Desejaria escrever, com tempo e espaço, sobre o Brasil, cuja vida e política há muito acompanho e cobri para O Jornal e a VISÃO – Brasil que atravessa a fase mais dramática da sua história após a ditadura militar. E que tem uma situação mais complexa, menos a preto e branco, do que transparece de muito do que hoje se diz. A própria democracia pode estar em perigo, sendo as razões e os responsáveis diversificados. Mas com cada um a considerar que a culpa é só dos outros, numa sociedade profundamente dividida e semeada de ódios que fazem temer o pior.
Uma sociedade com terríveis desigualdades que vêm de longe, mitigadas, sem ímpetos “revolucionários”, na presidência de Lula da Silva. Que deu o mínimo de condições de vida e dignidade a dezenas de milhões de brasileiros. Ao mesmo tempo ganhando o país projeção e prestígio mundiais, fazendo do antigo retirante e metalúrgico, hoje preso em Curitiba, um líder respeitado e admirado, até por G. W. Bush. O Brasil deixou de ser o “país do futuro”, sempre adiado, para ser um “país do presente” – e, pensava-se, com um belo futuro. Que, afinal, agora, se mostra carregado de nuvens negras.
Se Lula ultrapassou em geral as melhores expectativas, saindo do Planalto com 87% de aprovação, falhou por completo num domínio em que todos pensavam se distinguiria: o da (não) corrupção. Desde sempre um cancro da política brasileira e que com Lula, afinal, não diminuiu, o que foi gravíssimo. Mais, até aumentou pelo menos o conhecimento ou a perceção dela. O que, porém, pode creditar-se em parte ao seu governo – e sobretudo ao de Dilma Rousseff. De facto, à Polícia Federal e ao Ministério Público foram dados meios e uma autonomia que antes nunca tiveram. De tal forma que o PT, ou a parte dele “apanhada”, defendeu o afastamento dum ministro da Justiça de Dilma – que, porém, o manteve. Sabe-se o que aconteceu depois e que na base do impeachment da Presidente esteve também a tentativa de salvar da Lava Jato os maiores corruptos, a começar pelo então presidente da Câmara dos Deputados que o pôs em “pauta”, Eduardo Cunha, parceiro de Michel Temer…
Para lá corrupção endémica, que estará a ser extirpada, embora com graves injustiças e entorses a princípios fundamentais do Direito pelo meio, o sistema político brasileiro e as práticas criminosas de numerosos protagonistas, torna o país ingovernável sem tremendas contradições e aldrabices. Por exemplo, a compra de votos do “Mensalão”, que nem foi para aprovar nenhuma medida especial do PT, mas só para garantir a governação corrente; e a base de apoio ao governo de “esquerda” do PT englobar partidos dos mais à direita, corruptos e/ou populistas, incluindo o do famigerado Paulo Maluf, o do colorido Collor de Melo, o da IURD, etc.

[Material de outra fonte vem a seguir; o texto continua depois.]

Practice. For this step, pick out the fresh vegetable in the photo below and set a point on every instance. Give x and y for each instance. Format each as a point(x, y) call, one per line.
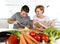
point(30, 37)
point(32, 33)
point(12, 40)
point(37, 37)
point(45, 38)
point(53, 34)
point(29, 40)
point(15, 32)
point(22, 39)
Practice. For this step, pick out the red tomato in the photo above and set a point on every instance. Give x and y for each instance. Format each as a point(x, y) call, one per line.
point(45, 38)
point(37, 37)
point(32, 33)
point(12, 40)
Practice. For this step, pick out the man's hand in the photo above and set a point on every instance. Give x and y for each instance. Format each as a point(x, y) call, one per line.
point(16, 22)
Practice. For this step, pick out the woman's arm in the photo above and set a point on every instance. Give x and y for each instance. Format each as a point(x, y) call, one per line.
point(10, 21)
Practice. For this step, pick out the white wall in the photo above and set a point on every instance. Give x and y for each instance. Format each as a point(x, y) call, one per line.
point(9, 7)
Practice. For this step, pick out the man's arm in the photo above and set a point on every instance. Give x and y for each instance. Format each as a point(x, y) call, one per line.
point(10, 21)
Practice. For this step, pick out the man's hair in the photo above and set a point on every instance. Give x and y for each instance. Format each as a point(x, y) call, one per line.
point(41, 7)
point(25, 8)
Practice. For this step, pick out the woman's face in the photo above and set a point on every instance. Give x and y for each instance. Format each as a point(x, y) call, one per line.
point(39, 12)
point(23, 13)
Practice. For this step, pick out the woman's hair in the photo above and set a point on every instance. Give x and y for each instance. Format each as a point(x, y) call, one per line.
point(25, 8)
point(41, 7)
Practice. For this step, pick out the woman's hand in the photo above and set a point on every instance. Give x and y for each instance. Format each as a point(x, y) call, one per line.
point(52, 24)
point(16, 22)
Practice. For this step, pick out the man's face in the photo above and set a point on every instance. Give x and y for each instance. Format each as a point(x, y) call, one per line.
point(23, 13)
point(39, 12)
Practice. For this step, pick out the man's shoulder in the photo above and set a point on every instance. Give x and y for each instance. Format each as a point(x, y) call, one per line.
point(17, 13)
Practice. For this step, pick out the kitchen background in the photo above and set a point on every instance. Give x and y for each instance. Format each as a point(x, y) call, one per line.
point(9, 7)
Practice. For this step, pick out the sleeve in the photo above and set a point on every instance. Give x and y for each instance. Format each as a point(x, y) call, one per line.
point(30, 23)
point(14, 17)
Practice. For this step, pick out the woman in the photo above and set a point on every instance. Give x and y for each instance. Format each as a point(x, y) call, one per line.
point(39, 18)
point(20, 19)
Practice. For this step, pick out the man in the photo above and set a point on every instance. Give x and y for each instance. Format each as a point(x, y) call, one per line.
point(20, 19)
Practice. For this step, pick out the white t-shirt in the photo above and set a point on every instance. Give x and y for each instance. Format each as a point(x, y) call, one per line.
point(44, 20)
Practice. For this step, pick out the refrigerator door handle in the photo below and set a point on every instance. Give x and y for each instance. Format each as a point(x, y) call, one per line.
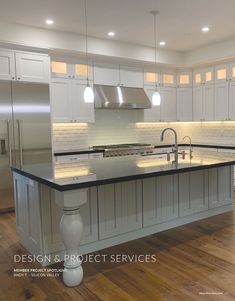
point(20, 142)
point(9, 142)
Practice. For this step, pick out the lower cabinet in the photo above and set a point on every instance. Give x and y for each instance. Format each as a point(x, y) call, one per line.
point(220, 186)
point(160, 199)
point(193, 192)
point(120, 208)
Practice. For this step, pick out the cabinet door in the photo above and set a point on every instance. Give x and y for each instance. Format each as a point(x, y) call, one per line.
point(131, 77)
point(220, 186)
point(106, 74)
point(198, 103)
point(32, 67)
point(60, 100)
point(208, 102)
point(193, 192)
point(120, 207)
point(168, 104)
point(81, 111)
point(152, 114)
point(160, 199)
point(221, 73)
point(82, 71)
point(184, 104)
point(221, 101)
point(184, 79)
point(7, 65)
point(232, 100)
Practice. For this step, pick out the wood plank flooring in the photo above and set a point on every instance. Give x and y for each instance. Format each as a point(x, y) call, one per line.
point(194, 262)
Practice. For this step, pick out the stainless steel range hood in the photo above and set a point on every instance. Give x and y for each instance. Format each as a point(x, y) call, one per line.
point(117, 97)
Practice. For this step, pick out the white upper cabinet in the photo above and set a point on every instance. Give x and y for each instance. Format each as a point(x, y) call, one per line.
point(168, 79)
point(7, 65)
point(24, 66)
point(106, 74)
point(168, 104)
point(81, 111)
point(153, 114)
point(67, 103)
point(203, 76)
point(222, 73)
point(75, 71)
point(184, 104)
point(222, 101)
point(184, 79)
point(60, 100)
point(198, 99)
point(131, 76)
point(209, 102)
point(152, 78)
point(32, 67)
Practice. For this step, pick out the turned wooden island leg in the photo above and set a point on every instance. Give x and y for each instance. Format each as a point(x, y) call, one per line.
point(71, 228)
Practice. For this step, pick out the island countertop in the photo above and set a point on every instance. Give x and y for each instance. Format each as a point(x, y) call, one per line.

E as últimas? E sendo assim, o quê? E agora? As linhas que sobram só dão para o piedoso voto que o novo “milagre brasileiro” seja ultrapassar as profundas fraturas e os ódios atuais, no respeito pela democracia e os Direitos Humanos, incluindo os sociais. Ninguém, mais do que Portugal e os portugueses o pode desejar, porque no Brasil está muito do que mais nos orgulha no nosso passado e pode ajudar no nosso futuro.